Amiya Deb

Personal information
- Full name: Amiya Kumar Deb
- Date of birth: 16 November 1917
- Place of birth: Calcutta, British India
- Date of death: 10 February 1983 (aged 65)
- Place of death: Calcutta, India

Senior career*
- Years: Team / Apps / (Gls)
- Mohun Bagan

= Amiya Deb =

Indian sportsman (1917–1983)

Amiya Kumar Deb (অমিয় কুমার দেব; 16 November 1917 – 10 January 1983) was an Indian sportsman active in the 1930s and 1940s who played association football, cricket and field hockey.

==Playing career==
Deb played football for Mohun Bagan, and cricket for Bengal. He is the first footballer who scored a hat-trick in Mohun Bagan vs East Bengal match, known as the Kolkata Derby. He scored all 4 goals in darbhanga shield (one of the most difficult tournaments in those days after Calcutta Football League and IFA Shield) in 1934 (on 5 September 1934) for Mohun Bagan against East Bengal. It was the Bengal zone, India section semifinal match of Darbhanga shield. Mohun Bagan won the match 4–1.

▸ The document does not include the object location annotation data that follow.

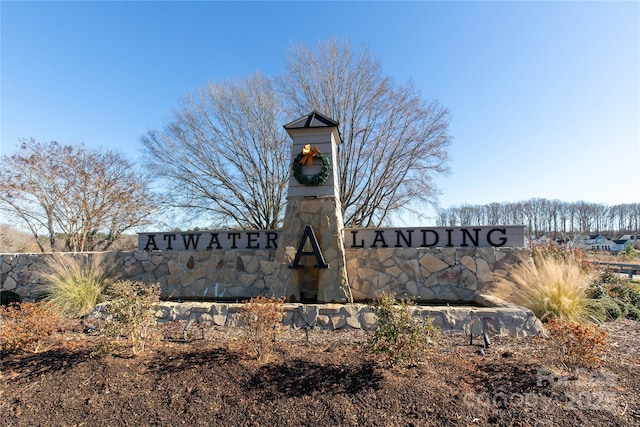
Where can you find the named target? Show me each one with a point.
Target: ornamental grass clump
(27, 326)
(400, 338)
(263, 319)
(75, 284)
(553, 285)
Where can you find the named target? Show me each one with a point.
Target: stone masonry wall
(433, 274)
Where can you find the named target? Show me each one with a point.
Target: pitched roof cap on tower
(312, 120)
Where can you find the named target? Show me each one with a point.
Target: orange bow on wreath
(308, 154)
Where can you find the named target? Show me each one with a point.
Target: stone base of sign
(502, 319)
(310, 283)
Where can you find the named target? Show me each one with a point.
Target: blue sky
(544, 96)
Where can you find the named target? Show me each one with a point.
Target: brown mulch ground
(323, 379)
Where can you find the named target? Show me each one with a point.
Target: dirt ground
(316, 379)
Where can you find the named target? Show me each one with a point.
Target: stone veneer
(438, 274)
(502, 319)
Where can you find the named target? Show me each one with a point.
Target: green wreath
(314, 180)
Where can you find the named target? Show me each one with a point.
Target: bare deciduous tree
(225, 154)
(89, 197)
(393, 141)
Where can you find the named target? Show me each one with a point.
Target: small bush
(399, 337)
(577, 345)
(551, 286)
(26, 326)
(604, 309)
(130, 308)
(263, 319)
(75, 284)
(9, 297)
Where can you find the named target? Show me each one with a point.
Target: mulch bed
(317, 378)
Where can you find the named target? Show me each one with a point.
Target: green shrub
(263, 318)
(577, 345)
(75, 284)
(130, 310)
(399, 337)
(614, 296)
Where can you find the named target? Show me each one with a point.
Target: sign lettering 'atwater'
(354, 238)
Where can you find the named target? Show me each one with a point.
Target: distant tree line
(551, 217)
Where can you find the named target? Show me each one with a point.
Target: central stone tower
(310, 260)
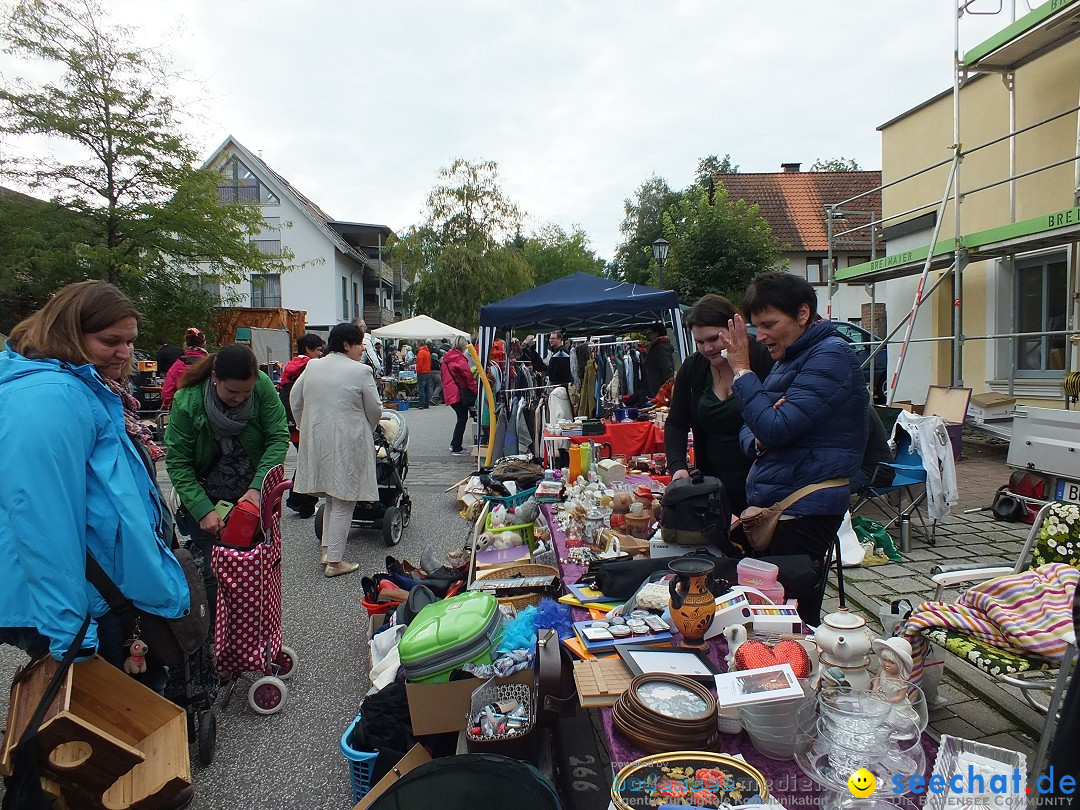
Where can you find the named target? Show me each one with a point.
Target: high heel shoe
(336, 569)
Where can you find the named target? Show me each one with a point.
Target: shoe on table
(336, 569)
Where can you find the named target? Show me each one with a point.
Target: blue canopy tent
(583, 305)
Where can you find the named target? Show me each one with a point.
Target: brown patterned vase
(692, 605)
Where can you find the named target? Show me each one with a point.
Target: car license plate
(1068, 490)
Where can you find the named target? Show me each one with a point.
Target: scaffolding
(1037, 34)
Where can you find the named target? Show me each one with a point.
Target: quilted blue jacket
(73, 482)
(818, 433)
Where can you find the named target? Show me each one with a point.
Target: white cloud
(359, 104)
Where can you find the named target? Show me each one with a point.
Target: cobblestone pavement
(975, 706)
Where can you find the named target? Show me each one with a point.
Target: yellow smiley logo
(862, 783)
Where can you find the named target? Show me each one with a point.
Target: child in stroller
(394, 508)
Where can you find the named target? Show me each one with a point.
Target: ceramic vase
(692, 605)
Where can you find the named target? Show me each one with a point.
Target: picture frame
(651, 660)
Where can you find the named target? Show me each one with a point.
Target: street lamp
(660, 254)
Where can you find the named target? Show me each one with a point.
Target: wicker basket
(522, 569)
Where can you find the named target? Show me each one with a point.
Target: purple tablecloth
(786, 781)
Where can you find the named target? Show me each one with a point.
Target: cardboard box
(990, 407)
(412, 760)
(435, 709)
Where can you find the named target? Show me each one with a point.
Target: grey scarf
(226, 422)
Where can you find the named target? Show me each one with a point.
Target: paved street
(292, 759)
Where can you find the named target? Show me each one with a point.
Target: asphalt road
(291, 759)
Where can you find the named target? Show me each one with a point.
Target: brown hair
(711, 310)
(56, 331)
(232, 362)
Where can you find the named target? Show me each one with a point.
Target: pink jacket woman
(456, 374)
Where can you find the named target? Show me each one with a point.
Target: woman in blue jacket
(76, 483)
(806, 422)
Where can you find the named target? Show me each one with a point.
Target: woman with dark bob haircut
(337, 408)
(226, 430)
(78, 482)
(806, 422)
(702, 402)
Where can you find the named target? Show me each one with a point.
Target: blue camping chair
(905, 493)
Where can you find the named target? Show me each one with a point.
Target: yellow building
(1017, 239)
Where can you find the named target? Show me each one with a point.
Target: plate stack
(661, 713)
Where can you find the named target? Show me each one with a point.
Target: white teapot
(844, 638)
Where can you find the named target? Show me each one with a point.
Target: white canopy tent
(420, 327)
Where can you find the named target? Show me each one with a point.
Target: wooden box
(107, 740)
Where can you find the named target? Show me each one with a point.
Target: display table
(625, 439)
(787, 783)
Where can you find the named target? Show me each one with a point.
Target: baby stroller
(193, 686)
(394, 508)
(247, 632)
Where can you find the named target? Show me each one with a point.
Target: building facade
(339, 268)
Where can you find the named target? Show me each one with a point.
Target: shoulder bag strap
(800, 494)
(106, 586)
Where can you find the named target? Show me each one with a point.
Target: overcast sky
(360, 104)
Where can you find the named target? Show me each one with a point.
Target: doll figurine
(895, 657)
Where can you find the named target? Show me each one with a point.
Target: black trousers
(459, 428)
(812, 535)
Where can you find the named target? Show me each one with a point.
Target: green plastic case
(444, 635)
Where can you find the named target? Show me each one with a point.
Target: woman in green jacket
(227, 428)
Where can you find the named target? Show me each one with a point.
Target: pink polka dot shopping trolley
(247, 629)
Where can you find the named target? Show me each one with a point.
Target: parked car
(862, 342)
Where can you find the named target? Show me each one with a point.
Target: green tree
(835, 164)
(117, 159)
(716, 244)
(459, 256)
(553, 254)
(710, 165)
(643, 224)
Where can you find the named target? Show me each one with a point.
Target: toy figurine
(135, 662)
(895, 657)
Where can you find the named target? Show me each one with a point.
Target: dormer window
(240, 185)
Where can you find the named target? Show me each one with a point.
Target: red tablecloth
(629, 439)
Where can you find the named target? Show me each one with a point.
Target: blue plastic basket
(361, 764)
(510, 501)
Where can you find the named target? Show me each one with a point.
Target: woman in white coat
(337, 408)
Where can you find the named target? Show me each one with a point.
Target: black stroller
(394, 508)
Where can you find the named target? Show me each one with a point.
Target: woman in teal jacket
(75, 482)
(226, 430)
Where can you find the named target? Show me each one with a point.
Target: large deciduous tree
(643, 224)
(717, 244)
(553, 254)
(104, 139)
(459, 256)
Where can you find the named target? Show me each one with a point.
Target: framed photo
(757, 686)
(650, 659)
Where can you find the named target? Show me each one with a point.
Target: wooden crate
(106, 740)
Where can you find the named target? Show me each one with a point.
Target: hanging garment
(930, 440)
(588, 404)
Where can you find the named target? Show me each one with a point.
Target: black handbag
(1007, 505)
(169, 640)
(694, 511)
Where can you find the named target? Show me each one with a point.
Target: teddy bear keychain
(135, 663)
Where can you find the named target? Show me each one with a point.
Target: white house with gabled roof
(340, 270)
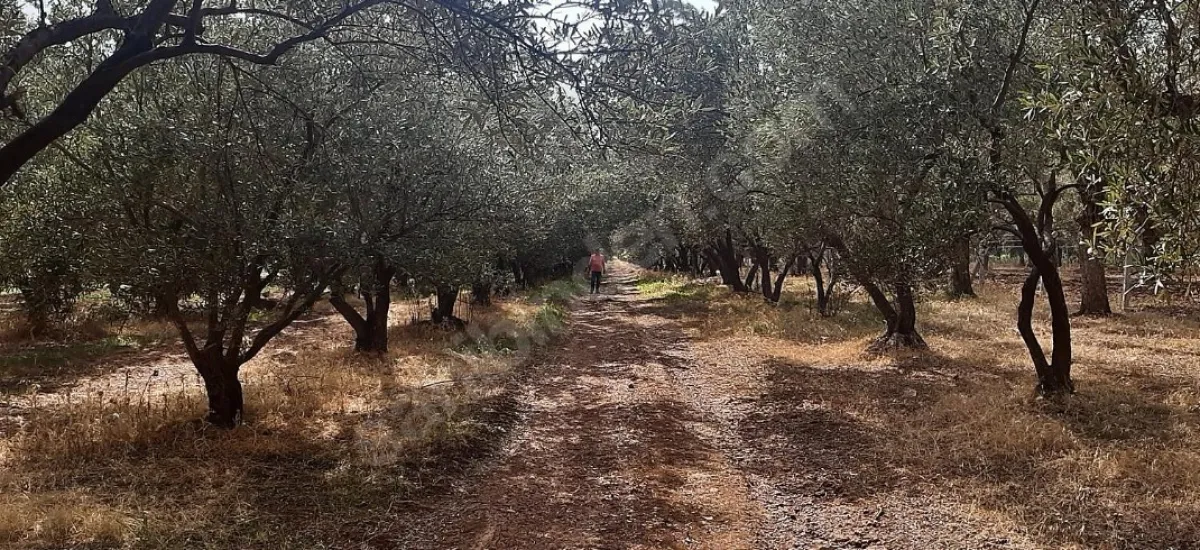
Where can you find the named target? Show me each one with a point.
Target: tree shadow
(1109, 467)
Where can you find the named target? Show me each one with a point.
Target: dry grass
(1116, 466)
(325, 431)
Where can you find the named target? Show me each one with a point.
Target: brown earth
(635, 437)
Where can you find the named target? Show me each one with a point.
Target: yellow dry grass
(1116, 466)
(327, 431)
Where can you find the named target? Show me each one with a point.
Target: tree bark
(370, 329)
(1095, 288)
(481, 293)
(444, 310)
(960, 268)
(778, 291)
(1054, 375)
(724, 257)
(750, 278)
(222, 387)
(819, 281)
(901, 332)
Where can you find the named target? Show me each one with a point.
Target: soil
(633, 436)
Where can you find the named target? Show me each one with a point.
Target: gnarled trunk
(1095, 288)
(481, 293)
(777, 292)
(724, 257)
(901, 320)
(444, 310)
(960, 268)
(1054, 375)
(825, 291)
(370, 329)
(222, 387)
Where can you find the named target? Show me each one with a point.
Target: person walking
(595, 267)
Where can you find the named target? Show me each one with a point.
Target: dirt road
(611, 453)
(631, 436)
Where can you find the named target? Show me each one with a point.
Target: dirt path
(611, 452)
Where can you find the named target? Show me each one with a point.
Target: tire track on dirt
(610, 453)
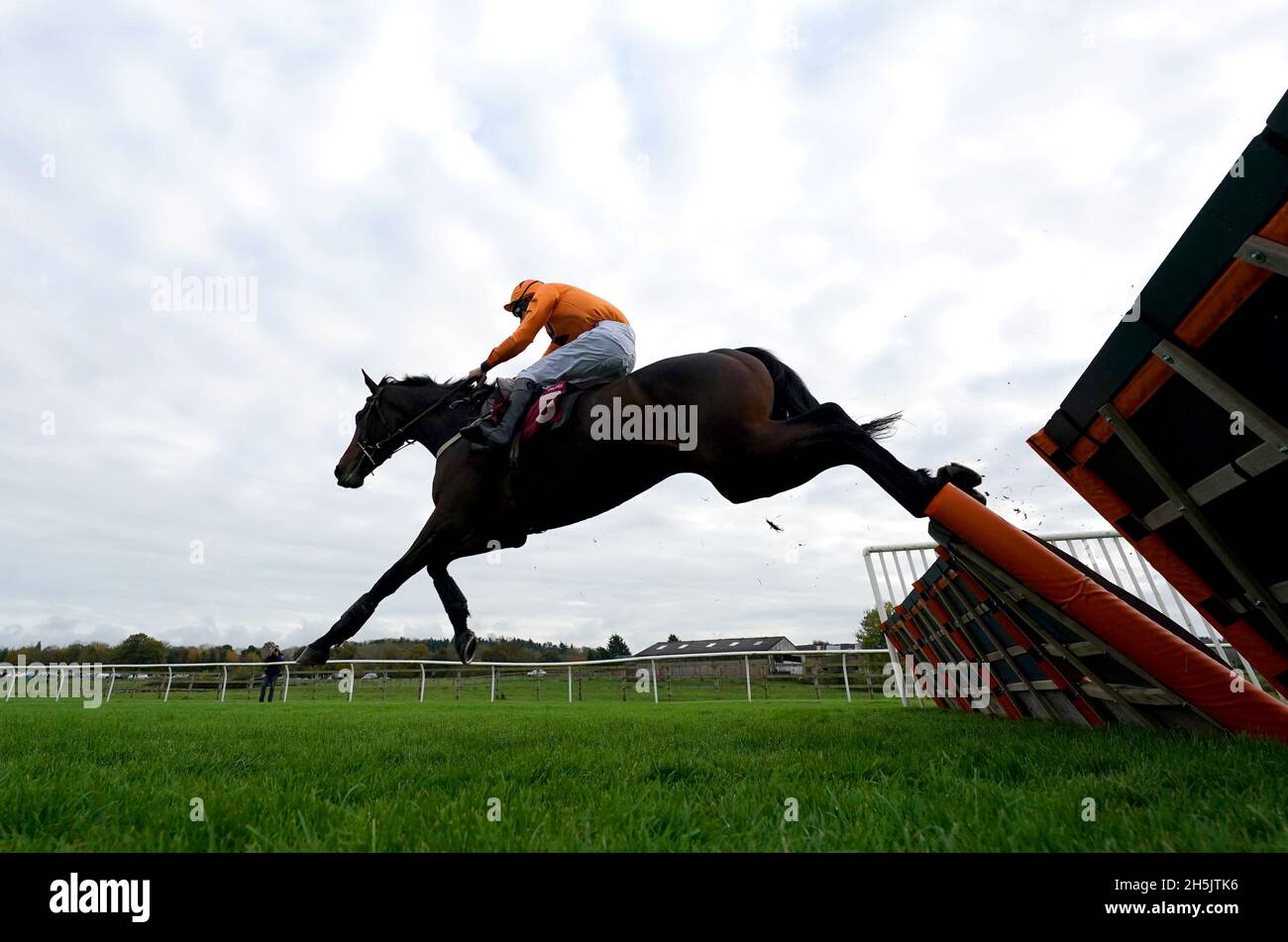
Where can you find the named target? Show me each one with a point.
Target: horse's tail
(793, 396)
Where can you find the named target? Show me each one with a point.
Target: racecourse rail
(540, 668)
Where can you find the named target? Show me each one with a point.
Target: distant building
(716, 667)
(669, 649)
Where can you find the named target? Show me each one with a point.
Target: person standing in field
(273, 659)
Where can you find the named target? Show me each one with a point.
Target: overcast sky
(939, 207)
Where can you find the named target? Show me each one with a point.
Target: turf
(398, 775)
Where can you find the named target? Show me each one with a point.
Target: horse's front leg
(458, 611)
(416, 558)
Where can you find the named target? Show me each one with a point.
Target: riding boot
(492, 434)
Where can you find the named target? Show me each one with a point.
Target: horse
(756, 431)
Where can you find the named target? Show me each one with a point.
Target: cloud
(919, 207)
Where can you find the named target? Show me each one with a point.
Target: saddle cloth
(550, 409)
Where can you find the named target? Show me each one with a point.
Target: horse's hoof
(964, 478)
(465, 645)
(312, 657)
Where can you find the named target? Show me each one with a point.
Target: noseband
(400, 433)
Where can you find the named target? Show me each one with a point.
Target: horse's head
(373, 437)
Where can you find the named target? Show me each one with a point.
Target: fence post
(898, 671)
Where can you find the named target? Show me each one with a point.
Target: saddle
(549, 412)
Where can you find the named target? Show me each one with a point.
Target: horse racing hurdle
(1177, 435)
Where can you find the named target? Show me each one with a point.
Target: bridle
(400, 433)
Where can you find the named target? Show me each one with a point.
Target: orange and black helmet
(520, 295)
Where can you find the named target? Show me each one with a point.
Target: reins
(402, 431)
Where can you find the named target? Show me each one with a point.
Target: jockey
(590, 341)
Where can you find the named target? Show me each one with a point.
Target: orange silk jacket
(563, 310)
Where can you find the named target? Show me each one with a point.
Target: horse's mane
(417, 381)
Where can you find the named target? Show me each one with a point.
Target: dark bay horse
(758, 431)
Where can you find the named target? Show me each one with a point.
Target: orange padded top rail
(1190, 674)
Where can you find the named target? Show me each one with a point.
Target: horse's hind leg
(785, 455)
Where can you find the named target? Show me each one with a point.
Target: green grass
(397, 775)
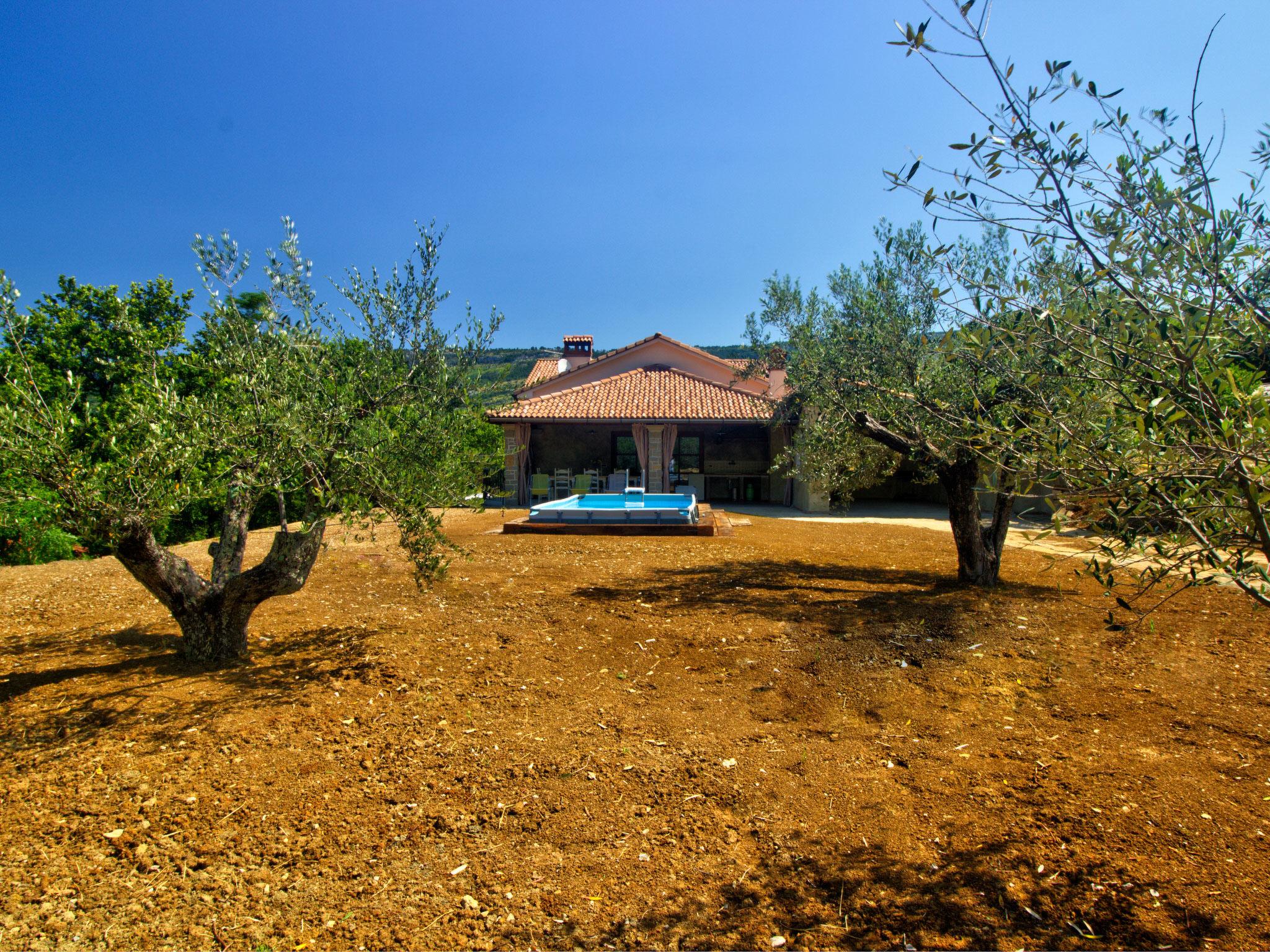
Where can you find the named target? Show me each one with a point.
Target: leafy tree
(879, 375)
(102, 340)
(367, 423)
(1162, 310)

He also scored in darbhanga shield Bengal zone India section final match of 1933 (on 30 August 1933) and Mohun Bagan won the match 2–0. Amiyo deb scored several goals in the Mohun Bagan vs East Bengal match in the 1930s. Asit Ganguly scored the second hat trick in this Mohun Bagan vs East Bengal derby in Raja Memorial Shield final, which got played in their common ground of Mohun Bagan and East Bengal on 6 August 1937 and Mohun Bagan won the match 4–0. East Bengal was the stronger side, but their goalkeeper Peary Das made few costly errors in that Raja Memorial Shield final. In the 1930s, decade Raja Memorial Shield used to be an important knock out tournaments in Kolkata Maidan, played by all big clubs.